Of all the emotions I’d tried to curb when it came to Tarek, jealousy was the worst one. The most unwelcome. I was jealous he’d spent who knew how many hours planning this while I’d been daydreaming about him. Jealous because it was a beautiful evening, and some part of me would have loved to spend it on a boat. My parents and B+B had turned me into the worst kind of cynic—the kind who couldn’t even be happy for someone else. For Elisa, who’d only ever been nice to me, who was probably going to show up any minute.
“What do you think?” he asked, so full of hope and optimism, and I lashed out.
I told him exactly what I thought. That it was over the top. Cliché. “Pretty fucking ridiculous”—choking on a laugh.
And he just stood there. Taking it. “You’re right,” he finally said. “This was a pretty fucking ridiculous idea.” Repeated back to me, the words were much sharper. We were just bickering. Weren’t we?
“You don’t need my stamp of approval. You had to know what I’d think about all of this. Don’t let it stop you.”

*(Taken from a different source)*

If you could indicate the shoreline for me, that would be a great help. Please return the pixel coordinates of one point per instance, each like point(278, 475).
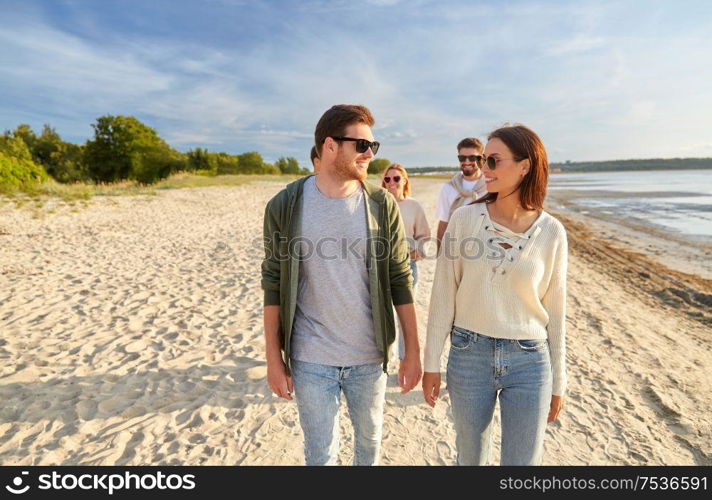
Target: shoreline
point(132, 334)
point(676, 250)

The sun was starting to set. The days felt much shorter than they had even a month ago, and the way he was backlit, Puget Sound glowing behind him, was almost too lovely.
Except he looked confused, and I didn’t understand why. “You make it sound like I’m the only person who’s ever performed a romantic gesture.”
Performed. Couldn’t he hear himself?
“I know you’re not,” I said. “But do you honestly think this means anything in the long term? That this kind of gesture is going to magically make a relationship last?”
“It did for my parents.” His jaw was set, and there was a new tightness in his shoulders. “They could have forgotten the Eiffel Tower. Forgotten each other. But they believed in their story. They tried, and they made that story as grand as they could. And they’ve been blissfully happy for more than twenty years.”
“So everyone else just isn’t trying hard enough?”
My parents tried their fucking hardest. Their entire lives were one romantic gesture after another, and it still didn’t prevent them from being ripped apart. From coming back together and never smoothing out the cracks.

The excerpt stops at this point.